4. Hotel Savoy Homann
Samping bangunan De Vries terdapat sebuah hotel bernama Hotel Savoy Homann. Hotel ini dibangun sebelum 1888 yang dimiliki oleh A. Homann seorang imigran asal Jerman. Setelah perjalanan panjang dan beberapa kali berganti pemilik, pada 1987 hotel ini dipegang oleh HEK Ruchiyat. Ia melakukan renovasi terhadap Hotel Savoy Homann dengan tetap mempertahankan bagian depan hotel seperti aslinya. Lalu, pada Januari 2000, hotel ini menjadi milik Yayasan Bidakara dan menjaga reputasinya sebagai tempat bersejarah di Kota Bandung.
5. Apotek Kimia Farma
Seberang Museum Asia Afrika dan De Viers, terdapat cagar budaya Apotek Kimia Farma. Gedung tersebut dibangun pada 1902. Sebelum dimiliki oleh N.V. Chemicalien Handel Rathkamp & Co –nama perusahan Kimia Farma dulu--bangunan ini digunakan oleh Bank N.I. Escompto Mij., toko kacamata, agen ban Dunlop, dan toko tembakau dan rokok.

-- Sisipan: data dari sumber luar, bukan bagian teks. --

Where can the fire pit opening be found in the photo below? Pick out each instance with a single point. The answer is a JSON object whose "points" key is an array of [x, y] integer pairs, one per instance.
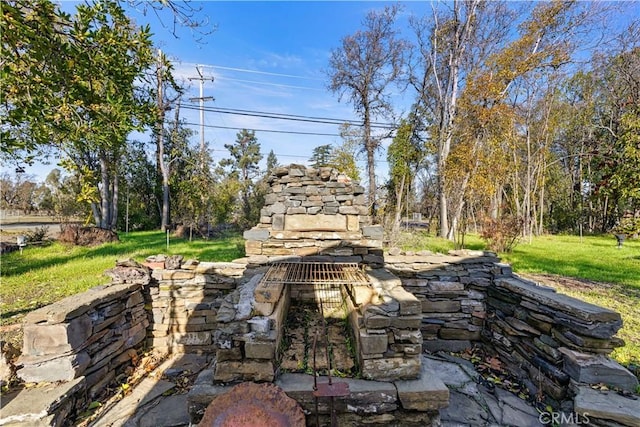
{"points": [[317, 335]]}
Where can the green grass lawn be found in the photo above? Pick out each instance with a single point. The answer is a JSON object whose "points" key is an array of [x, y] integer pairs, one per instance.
{"points": [[43, 275], [606, 276], [593, 258]]}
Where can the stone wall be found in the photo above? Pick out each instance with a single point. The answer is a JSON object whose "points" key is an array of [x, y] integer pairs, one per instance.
{"points": [[419, 301], [554, 340], [452, 291], [551, 341], [186, 301], [93, 334], [386, 322], [319, 214]]}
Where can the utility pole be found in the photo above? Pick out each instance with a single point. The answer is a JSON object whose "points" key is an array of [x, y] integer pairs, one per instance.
{"points": [[201, 98]]}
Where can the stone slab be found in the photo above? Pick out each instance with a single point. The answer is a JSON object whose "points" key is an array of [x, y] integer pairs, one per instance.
{"points": [[147, 391], [318, 222], [64, 368], [426, 393], [596, 368], [364, 396], [607, 406], [451, 374], [383, 279], [32, 406], [78, 304], [580, 309], [171, 411]]}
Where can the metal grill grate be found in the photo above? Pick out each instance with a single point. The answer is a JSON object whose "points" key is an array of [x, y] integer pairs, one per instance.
{"points": [[312, 273], [322, 283]]}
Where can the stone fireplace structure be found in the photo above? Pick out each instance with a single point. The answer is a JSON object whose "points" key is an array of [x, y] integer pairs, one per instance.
{"points": [[319, 214], [398, 307], [317, 242]]}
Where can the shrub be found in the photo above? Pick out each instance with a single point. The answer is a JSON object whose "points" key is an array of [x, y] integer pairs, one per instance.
{"points": [[628, 225], [38, 234], [501, 234]]}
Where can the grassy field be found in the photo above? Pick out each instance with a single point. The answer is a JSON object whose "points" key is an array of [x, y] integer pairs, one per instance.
{"points": [[42, 275], [591, 269]]}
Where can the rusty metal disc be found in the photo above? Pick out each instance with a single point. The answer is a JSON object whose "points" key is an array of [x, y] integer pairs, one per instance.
{"points": [[250, 405]]}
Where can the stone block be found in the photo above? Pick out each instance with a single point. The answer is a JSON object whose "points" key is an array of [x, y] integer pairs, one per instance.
{"points": [[560, 302], [259, 234], [34, 406], [193, 338], [459, 334], [372, 343], [362, 294], [365, 397], [454, 346], [319, 222], [264, 308], [406, 322], [253, 247], [446, 306], [391, 368], [248, 370], [64, 368], [593, 404], [409, 304], [439, 286], [381, 278], [426, 393], [353, 223], [349, 210], [259, 350], [224, 354], [268, 292], [375, 232], [596, 368], [374, 321], [42, 339]]}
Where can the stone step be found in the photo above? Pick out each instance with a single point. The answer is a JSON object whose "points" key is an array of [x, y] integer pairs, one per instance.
{"points": [[39, 406], [595, 404], [596, 368]]}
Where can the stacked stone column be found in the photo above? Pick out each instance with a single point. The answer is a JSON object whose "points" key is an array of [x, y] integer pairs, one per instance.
{"points": [[319, 214]]}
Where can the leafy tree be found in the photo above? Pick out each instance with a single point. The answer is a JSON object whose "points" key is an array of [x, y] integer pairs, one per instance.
{"points": [[321, 156], [404, 155], [346, 154], [243, 165], [166, 93], [363, 68], [18, 194], [60, 196], [71, 85], [139, 204], [272, 162]]}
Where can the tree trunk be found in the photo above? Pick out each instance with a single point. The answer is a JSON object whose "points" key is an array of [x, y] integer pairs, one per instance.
{"points": [[114, 204], [105, 203], [398, 216], [164, 166], [371, 167]]}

Sekarang, gedung tersebut tidak hanya digunakan Kimia Farma, terdapat Indomaret dan coffee shop yang ikut menempati gedung itu.
6. Sarinah Braga
Jalan Braga dulunya menjadi pusat belanja bagi borjuis Eropa. Tempat yang didatangi ialah Onderling Belang yang kini menjad Sarinah. Onderling Belang, yang berarti saling perhatian dalam bahasa Indonesia, menjual berbagai busana dengan mode Belanda dan koleksi pakaian terbaru saat masanya. Toko yang didirikan H.J.M. Koch ini merupakan cabang dari pusatnya yang ada di Amsterdam
7. Bank BJB
Jika Anda terus berjalan lurus, di simpang tiga antara Jalan Braga dengan Jalan Naripan berdiri gedung Bank BJB. Dulu, gedung tersebut digunakan Bank milik Belanda De Eerste Nederlandsche Indische Shareholding N.V. yang kemudian dinasionalisasi menjadi Bank BJB.